We don't have a trailer at the moment, but might buy/borrow one in the future, so the 4x4 would need to be able to tow one (single trailer with large-ish pony).  

My preference is for the Defender (based on ... not very much, mostly aesthetics ), but I've heard very good things about the Daihatsu.


----------



## Sanolly (12 March 2011)

Fourtrak!! I find Landrovers can be unreliable.


----------



## hellspells (12 March 2011)

Defender everytime! Once you have had one you'll never want anything else!


----------



## SmallHunter (12 March 2011)

I love our defender (not technically mine as I don't drive) and dad (driver) loves it too. It is 24 years old and pulls our very heavy rice trailer with 2 horses no problems.
We bought ours cheap as it had no MOT but it was so cheap to fix (parts are very inexpensive) that it still worked out cheaper than buying any other 4X4.
They are also very cheap too insure.

Dad loved his so much he convinced my grandad to get one too


----------



## landyandy (12 March 2011)

i have owned both in the past, i think the defender is far the better of the 2.


----------



## rema (12 March 2011)

I love my Defender.Fourtraks are good dont get me wrong but the body work seems to give up way before the engine.My Defender is 13 years old and still pulls two heavy beasts and a Ifor williams 511 no problem what so ever.In the summer when all the hay and feed carrying is done i will just hose out the back of it.I wouldent have any other 4x4.


----------



## cruzing (12 March 2011)

I use a Defender for towing and find it brilliant


----------



## suzysparkle (12 March 2011)

Defender - there is no substitute!!


----------



## dotty1 (12 March 2011)

Love my defender, its cheap to insure, very reliable, just keeps chugging along.  I would think a Fourtrak would cost more to repair when necessary and would never last as long as a Landrover.
You need extra security on a Defender they are very nickable....as I found out 18 months ago.


----------



## Pedantic (12 March 2011)

If it has the word "rover" anywhere in the title avoid it, Fourtrack sounds better as it's hopefully Jap.


----------



## debsflo (12 March 2011)

i had a fourtrak and loved it . very basic but fab for towing .the engine was fine but body work killed it .cant comment on defenders but i know fourtraks are highly rated.  not many about now though.


----------



## charliejet (12 March 2011)

I had a fourtrak for years and loved it but athough it was mechanically sound the body work and underneath was rotting away with rust so had to part with it.  Very hard to find one without rust!


----------



## perfect11s (12 March 2011)

I think the fourtrack would be better but only if it was very tidy, a landrover  is good if you have a mecanic in the family otherwise avoid , the older troopers , shoguns, land cruisers
are good tow vehicles it depends on your budget, I would look for something well looked after avoid  the low mileage tatty ex farm or site vehicles.. something that has done a few miles  and been used  as a car is best ....


----------



## paulineh (12 March 2011)

A Defender every time (they are good enough for the farmers) Good tough vehicles.

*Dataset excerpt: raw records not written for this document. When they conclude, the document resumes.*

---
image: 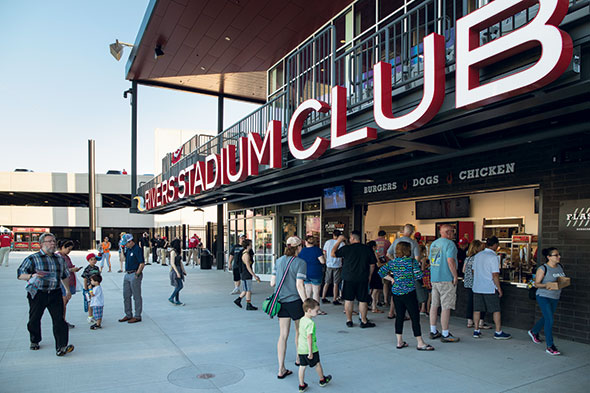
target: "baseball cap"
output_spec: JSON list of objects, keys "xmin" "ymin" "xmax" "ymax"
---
[{"xmin": 287, "ymin": 236, "xmax": 301, "ymax": 247}]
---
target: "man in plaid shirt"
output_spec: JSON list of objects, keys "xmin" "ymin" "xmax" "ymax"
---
[{"xmin": 17, "ymin": 233, "xmax": 74, "ymax": 356}]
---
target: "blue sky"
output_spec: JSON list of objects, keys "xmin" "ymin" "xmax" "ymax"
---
[{"xmin": 0, "ymin": 0, "xmax": 256, "ymax": 174}]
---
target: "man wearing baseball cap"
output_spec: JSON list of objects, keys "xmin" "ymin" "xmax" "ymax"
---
[
  {"xmin": 119, "ymin": 233, "xmax": 145, "ymax": 323},
  {"xmin": 227, "ymin": 233, "xmax": 246, "ymax": 295}
]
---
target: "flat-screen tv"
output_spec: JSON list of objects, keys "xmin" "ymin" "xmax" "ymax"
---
[
  {"xmin": 324, "ymin": 186, "xmax": 346, "ymax": 210},
  {"xmin": 416, "ymin": 197, "xmax": 470, "ymax": 220}
]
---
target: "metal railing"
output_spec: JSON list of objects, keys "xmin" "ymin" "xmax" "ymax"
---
[{"xmin": 139, "ymin": 0, "xmax": 590, "ymax": 199}]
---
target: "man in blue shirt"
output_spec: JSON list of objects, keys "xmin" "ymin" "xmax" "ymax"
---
[
  {"xmin": 430, "ymin": 224, "xmax": 459, "ymax": 342},
  {"xmin": 119, "ymin": 233, "xmax": 145, "ymax": 323}
]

I have always had Land Rovers love them. At the moment I have an X reg (BMW Engine) Disco comfortable for both Horses (When towing)and people. Mine gets loaded up with all the horse gear and the dogs.


----------



## jhoward (12 March 2011)

we had a fourtrak, paid a lot of money for it but it was in mint condition, had never towed, full body kit type job on it, plus was a rare case where we had air con and electric windows.. shame some ******* wrote it off. 

the plus sides. much more compact than most, easy to park in small spaces, 
it pulled really well, we done a trip to the horse trust at the time of the amersham thing, and we were full to the roof of the trailer with feed etc (naughty but deff over weight) but the fourtrak was way ahead of a brand new mistubishy (sp) that was also towing.

it was basic in side and really not a speedy beast, 70 on a motorway was bumpy and noisy. 

we used to use ours for playing in the field, deffinatly a brillant off roader and we had some major fun! 

oh .. insurance you can still insure cheap if you have 7 seats as classed as an estate, but the actual boot space in it was tiny. 

never had a defender only a discovery.


----------



## kibob (13 March 2011)

Defender, Defender, Defender, Defender.... I wouldn't have anything else.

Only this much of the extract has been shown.